Starmer, writing for the Financial Times, will claim “Britain's democratic values, open trade and the rule of law” make the UK a natural place for AI companies to invest, and vows to sweep away planning barriers and create “AI growth zones “.
“I am determined that the UK will be the best place to start and scale an AI business,” he writes. “I know that growth in this area cannot be led by the government. But it is absolutely the responsibility of the government to ensure that the conditions are right.”
Starmer is hoping to get back on the front foot after a week in which his economic plans were hit by markets, leaving chancellor Rachel Reeves facing the need to cut spending or raise taxes to keep her fiscal plans on track.
Reeves, who returns from a visit to China on Monday, will this week “pull” the administration to tell them to be more ambitious in removing obstacles to growth.
Meanwhile Starmer is facing calls from Kemi Badenoch, the Tory leader, to sacked City minister Tulip Siddiqwhose position remains in limbo after being embroiled in a property scandal tied to the ousted government of Bangladesh.
Last week Britain's borrowing costs rose close to 16 years old against a backdrop of sticky inflation and fears that Reeves' Budget tax hikes have contributed to sluggish growth.
The sense of economic gloom was compounded by a survey of UK chief financial officers by Deloitte, which showed business optimism fell to a two-year low in the fourth quarter.
The survey found that 26 percent of CFOs reported feeling more pessimistic about their business prospects than three months ago, marking the first time sentiment has dipped into the negative since the second quarter of 2023.

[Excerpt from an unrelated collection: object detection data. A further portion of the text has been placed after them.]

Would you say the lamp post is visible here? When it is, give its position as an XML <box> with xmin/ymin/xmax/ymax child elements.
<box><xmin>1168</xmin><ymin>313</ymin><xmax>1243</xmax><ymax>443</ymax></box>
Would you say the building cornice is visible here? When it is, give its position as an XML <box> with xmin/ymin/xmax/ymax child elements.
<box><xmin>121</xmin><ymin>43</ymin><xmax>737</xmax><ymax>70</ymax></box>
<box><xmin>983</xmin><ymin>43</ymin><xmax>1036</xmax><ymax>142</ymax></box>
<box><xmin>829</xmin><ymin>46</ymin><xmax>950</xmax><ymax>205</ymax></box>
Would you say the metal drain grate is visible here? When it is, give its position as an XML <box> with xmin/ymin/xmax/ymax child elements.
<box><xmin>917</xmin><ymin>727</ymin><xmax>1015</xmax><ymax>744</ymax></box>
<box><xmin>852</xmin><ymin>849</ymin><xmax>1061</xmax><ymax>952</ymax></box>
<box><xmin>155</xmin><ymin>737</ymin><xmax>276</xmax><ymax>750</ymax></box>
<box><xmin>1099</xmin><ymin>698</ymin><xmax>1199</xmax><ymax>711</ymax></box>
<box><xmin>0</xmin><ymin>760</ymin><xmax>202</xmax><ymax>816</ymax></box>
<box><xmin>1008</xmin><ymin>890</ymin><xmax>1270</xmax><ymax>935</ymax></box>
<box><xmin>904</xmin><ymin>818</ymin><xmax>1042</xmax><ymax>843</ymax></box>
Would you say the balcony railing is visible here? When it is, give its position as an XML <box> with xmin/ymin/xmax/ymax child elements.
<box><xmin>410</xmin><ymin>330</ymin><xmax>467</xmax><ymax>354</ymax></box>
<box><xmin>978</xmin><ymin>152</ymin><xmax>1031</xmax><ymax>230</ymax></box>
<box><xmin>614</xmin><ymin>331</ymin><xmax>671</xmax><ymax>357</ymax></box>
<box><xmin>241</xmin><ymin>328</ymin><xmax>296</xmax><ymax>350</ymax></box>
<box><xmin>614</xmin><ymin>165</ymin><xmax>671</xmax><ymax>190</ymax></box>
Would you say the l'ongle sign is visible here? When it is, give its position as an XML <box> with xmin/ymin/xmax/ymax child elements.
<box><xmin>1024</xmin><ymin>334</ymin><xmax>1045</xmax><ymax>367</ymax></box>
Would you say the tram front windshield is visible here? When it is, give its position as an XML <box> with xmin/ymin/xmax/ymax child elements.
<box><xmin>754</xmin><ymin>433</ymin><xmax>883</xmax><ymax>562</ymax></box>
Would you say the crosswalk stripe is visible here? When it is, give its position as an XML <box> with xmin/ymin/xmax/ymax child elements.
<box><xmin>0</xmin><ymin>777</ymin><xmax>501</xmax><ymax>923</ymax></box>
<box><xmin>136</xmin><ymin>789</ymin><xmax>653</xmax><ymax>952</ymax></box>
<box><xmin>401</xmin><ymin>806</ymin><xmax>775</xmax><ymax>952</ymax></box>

CFOs said cost-cutting would be the most likely response to Reeves' £25bn increase in employer national insurance contributions.
Deloitte said UK companies are expected to cut capital expenditure, recurrent expenditure and reported the best period in hiring prospects since the pandemic. However, the survey found that confidence is higher than the lows seen in 2020 and 2022.
Mel Stride, the shadow chancellor, told the BBC that “business confidence is falling because of the actions the government has taken” and insisted Reeves was sacked. his visit to China to calm the markets.
But one of the chancellor's advisers said: “Is he honestly saying he would have canceled his trip to stay home at the weekend to fix the closed market? It would be rightly seen by the markets as panic. “
A Starmer ally said any suggestion that Reeves' position was under threat was “absolute rubbish”.
Starmer continues to believe that Reeves' October Budget, which sought to stabilize public finances and support public services with a £40bn tax increase, will be confirmed in the long run, despite market disruptions.
Reeves is planning his own speech on growth, but it has been delayed until after his trip to the World Economic Forum in Davos later this month.
On Thursday, he will call eight directors to explain what they are doing to boost growth. To him Speech of the Great House in November he told the Guardian: “The UK has been managing risk, but not growth.”